A ‘treat to target’ approach may yield better outcomes than a conventional approach to treatment in RA, and remission can serve as that target for some patients. However, remission according to the stringent definition presented here may not yet be a realistic goal for most patients. (10)

In conclusion, we present new definitions of remission for use as outcome measures in clinical trials, either the compilation of 4 individual measures or an index based alternative.. We hope that these new definitions will be adopted widely and can provide a uniform approach to assessing this increasingly important outcome.

Acknowledgments

We are grateful to several colleagues who participated in the committee discussions but declined to be named as co-author on this paper; and to Abbott, Amgen and Wyeth for sharing clinical trial data.

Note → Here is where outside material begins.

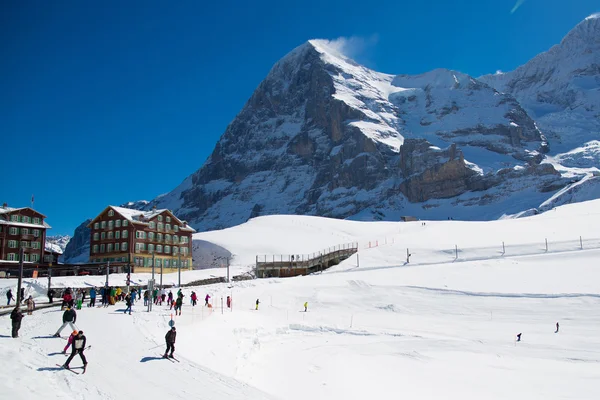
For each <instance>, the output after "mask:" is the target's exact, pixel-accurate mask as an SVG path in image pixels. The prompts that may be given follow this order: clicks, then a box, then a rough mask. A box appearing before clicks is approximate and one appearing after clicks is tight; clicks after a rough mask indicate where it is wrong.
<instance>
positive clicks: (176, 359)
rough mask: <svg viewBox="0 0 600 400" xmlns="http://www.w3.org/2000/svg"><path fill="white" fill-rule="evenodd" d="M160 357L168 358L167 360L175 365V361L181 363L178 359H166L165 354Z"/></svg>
mask: <svg viewBox="0 0 600 400" xmlns="http://www.w3.org/2000/svg"><path fill="white" fill-rule="evenodd" d="M160 357H161V358H166V359H167V360H169V361H171V362H172V363H175V361H177V362H179V360H178V359H176V358H175V357H165V356H164V355H163V354H161V355H160Z"/></svg>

This work was supported by ACR, EULAR and by NIH AR47785

Footnotes

The views presented in this manuscript do not necessarily reflect those of the Food and Drug Administration.

*Boolean measures:

This is the logic that computers use to determine if a statement is true or false. There are 4 main Boolean operators: AND, NOT, OR, and XOR. Below is an example from defining remission of how one operator works:

Assume x and y are both core set variables for RA whose values are in the range of remission. x AND y returns True if both x and y are true, otherwise the expression returns False. False means that patient is NOT in remission.